I can fix this error by running:

samtools view -h bam | sed -e 's/A+a\./A+a/g' -e 's/C+m\./C+m/g' -e 's/C+h\./C+h/g' | samtools view -b > fixed_bam

So I am assuming that under-the-hood as of right now pysam is not parsing the ambiguity character in the MM tag properly.

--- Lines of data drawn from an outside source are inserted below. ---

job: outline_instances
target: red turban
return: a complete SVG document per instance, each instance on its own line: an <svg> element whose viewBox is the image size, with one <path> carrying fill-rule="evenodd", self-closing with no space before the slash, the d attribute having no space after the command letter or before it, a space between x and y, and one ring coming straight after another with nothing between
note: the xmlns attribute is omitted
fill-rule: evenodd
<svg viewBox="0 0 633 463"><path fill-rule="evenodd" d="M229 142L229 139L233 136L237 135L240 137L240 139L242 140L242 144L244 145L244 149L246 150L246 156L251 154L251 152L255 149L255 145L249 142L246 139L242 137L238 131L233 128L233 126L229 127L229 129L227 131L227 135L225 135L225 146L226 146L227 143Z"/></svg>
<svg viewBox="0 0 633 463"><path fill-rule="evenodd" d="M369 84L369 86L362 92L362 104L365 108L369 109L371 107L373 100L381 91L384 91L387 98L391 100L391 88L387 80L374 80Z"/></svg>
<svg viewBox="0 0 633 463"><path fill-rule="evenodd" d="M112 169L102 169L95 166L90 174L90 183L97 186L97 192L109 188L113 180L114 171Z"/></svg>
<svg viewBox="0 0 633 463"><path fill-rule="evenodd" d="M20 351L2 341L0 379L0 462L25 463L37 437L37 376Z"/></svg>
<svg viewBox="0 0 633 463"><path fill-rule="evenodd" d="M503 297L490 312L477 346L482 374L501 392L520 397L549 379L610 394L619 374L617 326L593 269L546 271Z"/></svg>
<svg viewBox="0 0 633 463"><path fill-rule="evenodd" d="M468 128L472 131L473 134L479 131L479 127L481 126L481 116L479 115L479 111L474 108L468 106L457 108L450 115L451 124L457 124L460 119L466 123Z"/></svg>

jmarshall commented 3 months ago

I am unable to reproduce this with current pysam. Please specify what version of pysam you are using and provide a complete SAM record (including FLAG and SEQ in particular) demonstrating the problem.

jmarshall commented 1 month ago

HTSlib 1.16 implemented support for these . and ? ambiguity suffixes. Pysam 0.20.0 onwards wrap HTSlib 1.16 or later; pysam 0.19.0 and 0.19.1 wrapped HTSlib 1.15 and 1.15.1, which included basic MM tag support but not support for these ambiguity suffixes. (Furthermore pysam 0.22.0 and later never produce an error message with the text you reported, so you must have been using a version of pysam prior to that.)

When I test with files containing these ambiguity suffixes, pysam 0.20.0 and later produce appropriate results while 0.19.0 and 0.19.1 produce the error message you saw.

Hence I believe you were using either pysam 0.19.0 or pysam 0.19.1, and can resolve your issue by upgrading to a version of pysam released in October 2022 or later that actually supports these ambiguity suffixes.